As ilustrações de Sarah Van Dongen têm algo de íntimo e revolucionário ao mesmo tempo. Para quem cresceu ouvindo que “desenho bom” é aquele que se parece com uma fotografia, o traço de Sarah soa como um grito gentil de liberdade. A seguir, compartilho uma análise das imagens que me tocaram profundamente — e que me abriram caminhos para encontrar meu próprio estilo de desenhar.


1. Cotidiano como poesia visual

Sarah frequentemente retrata cenas simples: pessoas lendo, tomando café, conversando, costurando. O encanto está justamente no fato de que essas cenas não estão sendo idealizadas, mas sim humanizadas. A casa é imperfeita, os corpos têm formas variadas, os cabelos não são todos “domados”. Há vida ali — e o cotidiano, que tantos ignoram, vira arte.


2. Paleta emocional e simbólica

Ela utiliza cores suaves e vibrantes ao mesmo tempo.

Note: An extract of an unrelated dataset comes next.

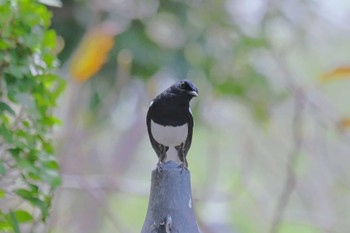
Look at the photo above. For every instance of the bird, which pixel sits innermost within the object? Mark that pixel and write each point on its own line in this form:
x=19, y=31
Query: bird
x=170, y=123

Muito azul, verde, amarelo-mostarda, terracota. Não é uma paleta realista, e isso é intencional: as cores carregam emoção, não apenas luz. Uma blusa vermelha pode simbolizar intensidade. Uma parede azul-esverdeada pode acalmar. Não estamos vendo a realidade, mas o que ela nos faz sentir.


3. Contorno visível, linhas orgânicas

As linhas são quase sempre visíveis e nada “perfeitas” — e isso é maravilhoso. O contorno preto ou escuro marca bem as figuras, mas elas não são “duras”; são acolhedoras, soltas. As linhas não precisam ser retas, nem as formas simétricas. Isso abre espaço para que quem desenha (como eu) se permita errar, experimentar, brincar. O cartum é isso: gesto, expressão, movimento.


4. Detalhes que contam histórias

Os objetos em volta das personagens sempre dizem algo. Livros, plantas, meias coloridas, tapeçarias, papel de parede com padrões ousados. Tudo compõe a narrativa. Sarah não desenha só personagens: ela cria atmosferas. E essa ambientação tem memória, cultura, humor. Ao invés de buscar o “realismo”, ela busca sentido. E encontra.


5. Representação afetiva do corpo

Os corpos de Sarah não são atléticos ou idealizados. São corpos que habitam o mundo com tranquilidade. Pernas peludas, peitos caídos, barrigas reais, posturas confortáveis. Isso é revolucionário. Especialmente para meninas que cresceram ouvindo que o corpo precisa se adequar ao olhar dos outros. A arte dela nos ensina a olhar com ternura.


Reflexão Final 

Durante muito tempo, eu sentia vergonha de desenhar no estilo que eu amava: cartum. Parecia que, se não fosse 'realista', não era bom o suficiente. Ninguém dizia isso diretamente, mas o silêncio nos grupos, os elogios sempre para quem fazia arte ‘parecida com foto’, tudo isso me fazia querer desistir. Até que conheci a Sarah Van Dongen. E o mundo dela me disse: você pode! Você pode amar o traço que você tem. Pode contar histórias com ele. Pode sentir orgulho. Desde então, nunca mais parei.